Rhabdomyolysis is a medical condition that results in rapid dissolution of skeletal muscles that are affected by the disease. The disruption in skeletal muscles affects the intracellular components like myoglobin and Creatine Kinase (CK) thus impairing their functionality. Rhabdomyolysis is thus exhibited when creatine kinase (CK) is elevated to levels that are life-threatening when there is an imbalance of the electrolytes, acute renal failure (ARF), and coagulation in the intervascular canals. Rhabdomyolysis’s development is often linked to different diseases, injuries, medications, and toxins. Various scholars have described and researched themes concerning rhabdomyolysis, and the existing literature offers insight into the causes, diagnosis, and preventions methods.
Epidemiology
Based on the historical analysis and research records, the evaluation of myopathy and rhabdomyolysis have been challenging as their definition was lacking.

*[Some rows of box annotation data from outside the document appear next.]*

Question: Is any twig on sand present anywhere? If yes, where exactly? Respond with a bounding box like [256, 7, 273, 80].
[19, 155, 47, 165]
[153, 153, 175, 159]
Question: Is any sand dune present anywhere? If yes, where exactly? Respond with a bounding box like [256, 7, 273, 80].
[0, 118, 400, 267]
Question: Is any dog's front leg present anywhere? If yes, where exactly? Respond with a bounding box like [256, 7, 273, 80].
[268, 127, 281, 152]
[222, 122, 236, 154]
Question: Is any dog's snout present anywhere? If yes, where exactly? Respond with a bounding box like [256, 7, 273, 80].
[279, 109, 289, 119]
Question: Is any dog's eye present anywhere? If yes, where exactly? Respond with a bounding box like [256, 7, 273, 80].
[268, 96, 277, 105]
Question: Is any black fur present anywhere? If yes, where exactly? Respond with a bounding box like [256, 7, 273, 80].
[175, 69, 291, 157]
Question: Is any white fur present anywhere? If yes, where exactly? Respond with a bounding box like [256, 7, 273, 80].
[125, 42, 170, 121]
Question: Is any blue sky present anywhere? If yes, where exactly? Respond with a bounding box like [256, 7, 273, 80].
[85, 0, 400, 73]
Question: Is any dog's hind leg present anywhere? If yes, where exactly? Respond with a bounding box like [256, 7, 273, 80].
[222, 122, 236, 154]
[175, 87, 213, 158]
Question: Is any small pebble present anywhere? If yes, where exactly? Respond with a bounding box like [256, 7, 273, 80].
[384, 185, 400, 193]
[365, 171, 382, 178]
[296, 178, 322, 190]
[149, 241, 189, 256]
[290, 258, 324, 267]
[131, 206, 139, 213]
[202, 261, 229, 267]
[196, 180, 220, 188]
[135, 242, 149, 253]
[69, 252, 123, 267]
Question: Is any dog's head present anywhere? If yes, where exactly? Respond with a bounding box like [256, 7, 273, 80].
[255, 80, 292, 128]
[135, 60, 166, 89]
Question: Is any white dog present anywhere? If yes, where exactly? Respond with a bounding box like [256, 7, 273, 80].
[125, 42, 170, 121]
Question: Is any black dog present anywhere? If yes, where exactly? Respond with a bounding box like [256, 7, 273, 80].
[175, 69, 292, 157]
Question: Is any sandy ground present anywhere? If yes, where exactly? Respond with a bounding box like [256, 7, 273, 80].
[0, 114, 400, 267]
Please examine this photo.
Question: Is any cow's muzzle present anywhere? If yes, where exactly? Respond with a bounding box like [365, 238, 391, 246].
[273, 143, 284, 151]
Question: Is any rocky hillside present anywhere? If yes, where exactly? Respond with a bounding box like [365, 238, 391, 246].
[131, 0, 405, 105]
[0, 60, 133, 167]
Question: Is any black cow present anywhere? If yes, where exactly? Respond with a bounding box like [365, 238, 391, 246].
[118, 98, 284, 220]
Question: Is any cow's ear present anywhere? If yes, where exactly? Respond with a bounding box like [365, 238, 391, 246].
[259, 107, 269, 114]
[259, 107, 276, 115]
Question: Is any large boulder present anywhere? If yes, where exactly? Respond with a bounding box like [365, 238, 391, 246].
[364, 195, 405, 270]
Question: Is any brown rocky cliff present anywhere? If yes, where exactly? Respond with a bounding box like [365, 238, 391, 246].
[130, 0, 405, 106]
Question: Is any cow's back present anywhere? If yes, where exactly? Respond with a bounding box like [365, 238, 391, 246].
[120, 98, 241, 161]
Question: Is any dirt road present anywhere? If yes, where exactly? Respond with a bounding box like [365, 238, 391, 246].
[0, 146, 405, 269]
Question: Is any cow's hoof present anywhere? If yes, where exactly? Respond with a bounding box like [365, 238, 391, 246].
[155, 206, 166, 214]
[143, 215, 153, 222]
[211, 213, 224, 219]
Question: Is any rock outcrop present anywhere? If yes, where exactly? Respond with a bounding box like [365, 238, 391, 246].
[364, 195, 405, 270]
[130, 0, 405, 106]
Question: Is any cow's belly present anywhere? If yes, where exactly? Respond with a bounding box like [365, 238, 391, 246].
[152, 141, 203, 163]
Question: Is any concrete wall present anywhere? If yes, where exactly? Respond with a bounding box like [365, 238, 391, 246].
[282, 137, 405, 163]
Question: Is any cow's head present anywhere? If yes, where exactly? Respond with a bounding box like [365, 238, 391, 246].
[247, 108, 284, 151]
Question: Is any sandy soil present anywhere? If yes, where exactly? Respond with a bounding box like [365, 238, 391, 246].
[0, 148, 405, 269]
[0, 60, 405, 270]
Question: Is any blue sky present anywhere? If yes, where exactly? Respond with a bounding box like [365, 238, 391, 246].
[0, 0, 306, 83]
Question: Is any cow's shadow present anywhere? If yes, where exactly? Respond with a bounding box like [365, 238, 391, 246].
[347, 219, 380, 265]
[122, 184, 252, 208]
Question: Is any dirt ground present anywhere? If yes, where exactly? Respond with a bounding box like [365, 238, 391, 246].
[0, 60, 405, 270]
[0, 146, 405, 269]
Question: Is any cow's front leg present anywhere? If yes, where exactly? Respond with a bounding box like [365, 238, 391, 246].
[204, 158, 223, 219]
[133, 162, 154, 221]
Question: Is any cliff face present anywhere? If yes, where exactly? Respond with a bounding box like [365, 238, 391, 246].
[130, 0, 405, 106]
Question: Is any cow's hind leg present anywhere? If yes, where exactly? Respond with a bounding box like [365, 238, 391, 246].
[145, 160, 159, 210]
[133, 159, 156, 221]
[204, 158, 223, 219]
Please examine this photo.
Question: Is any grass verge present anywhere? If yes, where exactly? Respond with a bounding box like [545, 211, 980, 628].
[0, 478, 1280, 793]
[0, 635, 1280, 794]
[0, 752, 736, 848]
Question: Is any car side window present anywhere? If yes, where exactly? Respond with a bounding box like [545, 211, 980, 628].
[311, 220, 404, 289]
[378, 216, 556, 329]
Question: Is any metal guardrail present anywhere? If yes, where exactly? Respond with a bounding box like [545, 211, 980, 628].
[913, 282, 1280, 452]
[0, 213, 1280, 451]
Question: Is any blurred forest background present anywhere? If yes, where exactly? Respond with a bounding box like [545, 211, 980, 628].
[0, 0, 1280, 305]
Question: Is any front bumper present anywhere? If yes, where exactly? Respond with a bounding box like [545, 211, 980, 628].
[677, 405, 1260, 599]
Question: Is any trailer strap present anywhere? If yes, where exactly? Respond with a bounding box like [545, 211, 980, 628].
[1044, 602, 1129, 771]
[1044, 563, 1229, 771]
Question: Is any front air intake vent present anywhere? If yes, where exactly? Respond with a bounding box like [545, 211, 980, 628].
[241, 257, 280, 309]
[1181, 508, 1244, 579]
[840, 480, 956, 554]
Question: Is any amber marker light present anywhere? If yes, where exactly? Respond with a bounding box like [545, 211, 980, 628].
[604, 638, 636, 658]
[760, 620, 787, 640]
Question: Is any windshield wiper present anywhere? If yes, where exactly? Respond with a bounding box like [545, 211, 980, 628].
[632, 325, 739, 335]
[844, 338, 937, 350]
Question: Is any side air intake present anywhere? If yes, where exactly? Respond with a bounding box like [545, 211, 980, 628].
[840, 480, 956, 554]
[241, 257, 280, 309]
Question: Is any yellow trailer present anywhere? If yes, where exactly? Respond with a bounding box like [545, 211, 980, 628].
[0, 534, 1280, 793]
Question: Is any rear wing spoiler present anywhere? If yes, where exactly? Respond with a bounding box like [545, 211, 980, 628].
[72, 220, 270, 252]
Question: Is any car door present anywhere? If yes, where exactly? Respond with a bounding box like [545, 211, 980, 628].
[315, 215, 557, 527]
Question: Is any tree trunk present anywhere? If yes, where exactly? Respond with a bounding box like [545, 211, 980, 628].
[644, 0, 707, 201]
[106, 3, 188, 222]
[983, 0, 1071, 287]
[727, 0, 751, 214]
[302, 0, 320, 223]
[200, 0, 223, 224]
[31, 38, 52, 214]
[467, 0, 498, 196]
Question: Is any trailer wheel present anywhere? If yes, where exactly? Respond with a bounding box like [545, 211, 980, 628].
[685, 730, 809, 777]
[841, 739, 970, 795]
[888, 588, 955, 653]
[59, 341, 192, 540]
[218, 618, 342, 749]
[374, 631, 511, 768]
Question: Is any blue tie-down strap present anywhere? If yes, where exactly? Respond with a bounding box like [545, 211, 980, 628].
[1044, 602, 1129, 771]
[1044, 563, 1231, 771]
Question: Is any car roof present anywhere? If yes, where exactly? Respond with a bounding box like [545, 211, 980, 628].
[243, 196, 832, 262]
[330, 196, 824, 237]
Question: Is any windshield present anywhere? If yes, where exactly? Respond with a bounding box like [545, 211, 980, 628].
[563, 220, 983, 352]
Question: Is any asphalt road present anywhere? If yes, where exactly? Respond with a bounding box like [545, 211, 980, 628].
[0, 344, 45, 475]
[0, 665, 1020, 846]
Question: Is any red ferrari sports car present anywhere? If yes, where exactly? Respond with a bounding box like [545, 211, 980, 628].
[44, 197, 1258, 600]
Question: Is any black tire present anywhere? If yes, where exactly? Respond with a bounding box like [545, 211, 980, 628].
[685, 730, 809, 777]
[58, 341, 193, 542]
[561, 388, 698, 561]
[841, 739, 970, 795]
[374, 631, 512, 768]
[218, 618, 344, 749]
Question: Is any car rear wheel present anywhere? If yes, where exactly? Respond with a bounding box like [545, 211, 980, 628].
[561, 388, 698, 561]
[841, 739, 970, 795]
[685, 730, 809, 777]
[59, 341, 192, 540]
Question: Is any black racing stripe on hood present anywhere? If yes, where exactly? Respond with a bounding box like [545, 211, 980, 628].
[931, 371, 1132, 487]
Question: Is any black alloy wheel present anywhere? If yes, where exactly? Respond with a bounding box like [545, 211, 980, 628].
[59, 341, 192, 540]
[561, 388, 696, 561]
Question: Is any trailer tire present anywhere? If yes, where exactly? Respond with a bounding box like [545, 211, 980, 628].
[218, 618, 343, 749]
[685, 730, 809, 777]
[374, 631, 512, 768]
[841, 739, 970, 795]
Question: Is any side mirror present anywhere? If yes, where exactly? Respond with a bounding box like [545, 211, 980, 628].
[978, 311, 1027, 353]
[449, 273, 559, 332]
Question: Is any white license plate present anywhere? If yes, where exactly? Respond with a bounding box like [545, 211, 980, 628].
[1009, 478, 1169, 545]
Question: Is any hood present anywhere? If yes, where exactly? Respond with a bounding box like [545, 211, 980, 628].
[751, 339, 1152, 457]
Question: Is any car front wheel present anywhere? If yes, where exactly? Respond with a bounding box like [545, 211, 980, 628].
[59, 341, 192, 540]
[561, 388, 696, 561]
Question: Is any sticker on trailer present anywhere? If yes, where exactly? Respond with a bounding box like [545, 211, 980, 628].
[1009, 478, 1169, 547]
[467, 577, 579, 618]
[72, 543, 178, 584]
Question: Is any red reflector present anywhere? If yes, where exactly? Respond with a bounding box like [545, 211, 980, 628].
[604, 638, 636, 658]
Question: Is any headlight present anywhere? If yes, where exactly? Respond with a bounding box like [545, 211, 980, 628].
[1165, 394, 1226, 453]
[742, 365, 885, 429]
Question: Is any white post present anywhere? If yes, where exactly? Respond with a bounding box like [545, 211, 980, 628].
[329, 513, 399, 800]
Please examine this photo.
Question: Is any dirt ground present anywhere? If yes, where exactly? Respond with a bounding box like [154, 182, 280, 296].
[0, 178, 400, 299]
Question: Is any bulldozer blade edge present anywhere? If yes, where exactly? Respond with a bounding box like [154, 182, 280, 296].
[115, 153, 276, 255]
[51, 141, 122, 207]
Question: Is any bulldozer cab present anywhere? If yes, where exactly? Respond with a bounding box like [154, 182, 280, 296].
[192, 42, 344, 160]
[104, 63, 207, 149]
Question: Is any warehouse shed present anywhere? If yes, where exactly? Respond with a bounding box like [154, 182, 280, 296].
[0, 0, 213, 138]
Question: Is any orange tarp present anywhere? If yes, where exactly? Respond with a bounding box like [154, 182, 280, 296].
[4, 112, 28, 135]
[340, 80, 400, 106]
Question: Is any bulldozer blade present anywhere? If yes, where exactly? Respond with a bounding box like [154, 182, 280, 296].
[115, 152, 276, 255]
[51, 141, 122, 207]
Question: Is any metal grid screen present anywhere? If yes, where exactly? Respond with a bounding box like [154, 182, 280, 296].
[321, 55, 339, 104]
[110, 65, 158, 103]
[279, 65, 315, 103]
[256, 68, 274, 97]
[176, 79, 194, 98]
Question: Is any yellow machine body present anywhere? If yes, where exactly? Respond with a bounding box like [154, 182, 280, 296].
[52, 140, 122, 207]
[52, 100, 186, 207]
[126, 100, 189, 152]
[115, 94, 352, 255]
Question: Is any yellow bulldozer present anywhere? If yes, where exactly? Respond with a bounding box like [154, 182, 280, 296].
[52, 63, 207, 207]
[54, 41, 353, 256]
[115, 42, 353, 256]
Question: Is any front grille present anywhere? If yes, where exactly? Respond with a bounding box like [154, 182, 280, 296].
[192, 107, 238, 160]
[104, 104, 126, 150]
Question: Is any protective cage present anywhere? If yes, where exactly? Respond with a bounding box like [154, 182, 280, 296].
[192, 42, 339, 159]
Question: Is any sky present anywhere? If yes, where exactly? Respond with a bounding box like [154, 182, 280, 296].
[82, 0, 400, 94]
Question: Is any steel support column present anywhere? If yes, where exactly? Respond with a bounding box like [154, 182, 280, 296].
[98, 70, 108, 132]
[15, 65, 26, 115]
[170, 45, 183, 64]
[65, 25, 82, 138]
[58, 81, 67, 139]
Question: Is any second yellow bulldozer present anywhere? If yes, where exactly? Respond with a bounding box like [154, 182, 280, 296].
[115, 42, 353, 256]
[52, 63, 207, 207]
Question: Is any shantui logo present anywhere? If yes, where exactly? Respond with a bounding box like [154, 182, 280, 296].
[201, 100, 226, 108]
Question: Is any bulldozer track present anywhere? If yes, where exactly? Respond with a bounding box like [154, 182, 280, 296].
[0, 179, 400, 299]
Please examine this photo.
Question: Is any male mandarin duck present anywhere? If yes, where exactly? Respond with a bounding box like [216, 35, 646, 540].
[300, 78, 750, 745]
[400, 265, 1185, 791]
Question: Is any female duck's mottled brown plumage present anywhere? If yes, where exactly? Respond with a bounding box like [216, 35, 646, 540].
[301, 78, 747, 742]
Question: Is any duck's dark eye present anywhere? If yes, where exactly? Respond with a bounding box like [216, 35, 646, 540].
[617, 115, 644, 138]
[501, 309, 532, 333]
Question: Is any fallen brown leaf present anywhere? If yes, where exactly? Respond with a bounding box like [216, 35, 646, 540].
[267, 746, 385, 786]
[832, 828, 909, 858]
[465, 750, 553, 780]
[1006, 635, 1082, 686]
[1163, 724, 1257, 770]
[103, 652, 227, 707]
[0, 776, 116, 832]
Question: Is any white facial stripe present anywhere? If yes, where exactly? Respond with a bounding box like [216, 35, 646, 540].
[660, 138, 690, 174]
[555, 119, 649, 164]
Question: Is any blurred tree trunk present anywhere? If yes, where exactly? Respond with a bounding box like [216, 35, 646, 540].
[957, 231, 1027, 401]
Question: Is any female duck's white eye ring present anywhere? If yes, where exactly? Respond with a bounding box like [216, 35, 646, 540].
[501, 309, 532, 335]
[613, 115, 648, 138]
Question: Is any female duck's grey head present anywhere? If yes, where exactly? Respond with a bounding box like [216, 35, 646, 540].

The release of Clinical Advisory on the use and safety of statins by the American College of Cardiology (ACC), American Heart Association (AHA) and the National Heart, Lung, and Blood Institute (NHLBI) illustrated an attempt at defining rhabdomyolysis and myopathy (Zutt, Van Der Kooi, Linthorst, Wanders, & De Visser, 2014) . As such, little knowledge exists on rhabdomyolysis, which calls for more research findings and evaluations in line with rhabdomyolysis treatment.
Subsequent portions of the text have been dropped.